In the United States, the CFTC is the authority focusing particularly on benchmarks. Dodd-Frank, still only 40 per cent complete, will apply an Average Daily Trading Volume and Public Information Availability test according to the issue type and, depending whether a security index is narrow or broad-based, the swap will be regulated by the SCC or CFTC. However, if an index changes from narrow to broad-based in the lifetime of the swap, the other regulator has to be notified within 24 hours. RIMES has created this as a data field to enable such changes to be flagged to avoid the need for an individual to monitor swaps continually.

The European regulator has been equally assiduous, acting in haste to strengthen its grip on markets and, as elsewhere, targeting benchmarks. A UCITS fund will no longer be able to invest in a financial index if rebalancing prevents investors replicating the index, if the calculation methodology is not disclosed and if weights and constituents are not published online. This in itself is costly and has delayed the launch of funds in the UK. However, index providers have acted responsibly, opening up constituents when requested by an ETF or a fund to minimize the regulatory threat. The threat to custom benchmarks is more unsettling because these are, by definition, created or calculated at the request of a limited number of market participants and will no longer be regarded as adequate. This law is retroactive and will create enormous problems for asset managers. The regulators acted on the basis that there was no transparency and investors were unable to determine their exposures. Fund managers have, as a consequence, either had to delay fund launches and risk losing seed capital or simply closed funds down rather than put their constituents and, therefore, their investment methodologies online.

The requirement that the UCITS ensures that a financial index is subject to independent valuation appeared to present an opportunity. The valuation can either be done by an entity independent of the index provider or by a functionally independent internal unit, the UCITS undertaking due diligence. The problem lies in the fact that there is considerable ignorance as to the implication of these measures, even among lawyers, and while RIMES has advised that identifiers, under licensing restrictions, need not be displayed beyond the security name and closing weight, most firms have chosen to display what is expensive and very detailed information. The industry has argued that this is transparency for transparency’s sake, and commentators note that it is, ultimately the investor who will pay and the regulator has failed to consider this fact and that the rules are disproportionate to the problem.

Under the auspices of ESMA, it is proposed that a College of Supervisors will oversee critical benchmarks above 500 billion while the European Commission will have powers to force anybody subject to EU regulations to contribute to benchmarks if necessary to keep them representative of the markets. They budget that oversight will be undertaken by just one full-time employee at the European Commission and two temporary staff at ESMA using a spreadsheet recording every benchmark referenced in a financial instrument.

The biggest impact for asset managers is that if you blend a benchmark for one of your funds, under the proposal, you are now deemed to be a benchmark administrator. ’

It may be that benchmarks calculated outside the EU on any EU fund, if it is not regulated by an equivalent regime will not be admissible.

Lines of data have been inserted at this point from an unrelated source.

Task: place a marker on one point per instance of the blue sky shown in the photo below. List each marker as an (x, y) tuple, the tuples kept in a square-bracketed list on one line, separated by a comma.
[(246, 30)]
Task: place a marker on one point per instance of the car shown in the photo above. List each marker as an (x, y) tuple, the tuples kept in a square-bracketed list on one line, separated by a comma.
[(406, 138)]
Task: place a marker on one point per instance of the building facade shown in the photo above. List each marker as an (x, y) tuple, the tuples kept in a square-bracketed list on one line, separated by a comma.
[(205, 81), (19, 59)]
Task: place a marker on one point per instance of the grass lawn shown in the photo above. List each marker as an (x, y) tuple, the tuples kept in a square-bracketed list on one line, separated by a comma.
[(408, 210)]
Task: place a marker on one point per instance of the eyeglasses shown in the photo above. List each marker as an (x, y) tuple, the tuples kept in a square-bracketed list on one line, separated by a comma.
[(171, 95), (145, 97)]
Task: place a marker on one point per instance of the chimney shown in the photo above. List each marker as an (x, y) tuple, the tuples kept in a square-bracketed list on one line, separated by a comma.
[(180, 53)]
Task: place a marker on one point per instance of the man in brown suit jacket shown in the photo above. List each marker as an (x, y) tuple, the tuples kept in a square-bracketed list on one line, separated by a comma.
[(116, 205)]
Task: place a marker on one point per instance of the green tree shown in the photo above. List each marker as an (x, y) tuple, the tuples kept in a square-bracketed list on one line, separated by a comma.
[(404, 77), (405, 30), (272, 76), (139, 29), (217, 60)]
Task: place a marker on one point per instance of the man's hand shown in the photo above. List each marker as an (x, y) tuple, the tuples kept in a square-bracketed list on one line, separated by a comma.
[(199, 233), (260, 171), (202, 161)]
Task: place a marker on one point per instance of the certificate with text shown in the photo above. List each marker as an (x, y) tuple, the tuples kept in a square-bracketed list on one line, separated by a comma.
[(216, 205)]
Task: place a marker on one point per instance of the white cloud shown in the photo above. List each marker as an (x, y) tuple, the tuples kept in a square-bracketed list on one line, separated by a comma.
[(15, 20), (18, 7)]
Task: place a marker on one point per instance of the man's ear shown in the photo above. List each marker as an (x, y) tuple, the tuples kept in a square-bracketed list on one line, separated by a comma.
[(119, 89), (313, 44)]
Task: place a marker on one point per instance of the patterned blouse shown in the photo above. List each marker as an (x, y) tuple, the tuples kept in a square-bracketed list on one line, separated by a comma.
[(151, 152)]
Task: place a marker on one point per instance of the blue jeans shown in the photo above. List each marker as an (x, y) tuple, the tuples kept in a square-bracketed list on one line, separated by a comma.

However, this and the interpretation as to who actually is or becomes an administrator will need to go back to the European Parliament for clarification and voting.

The bigger asset managers and their lawyers are now actively looking at these proposals in the hope that they can challenge them, and the industry is beginning to consolidate in order to have a coherent voice. Positively, regulators are now communicating with each other across borders and their objectives, to ensure the integrity of benchmarks and to eradicate conflicts of interest, are shared by the industry itself. However, the focus on benchmarks post-LIBOR has been in large part precipitate and driven by public perception and political opportunism and discomfort. It is a time of considerable uncertainty, creating enormous financial and administrative pressure that will undoubtedly challenge the industry for some time to come.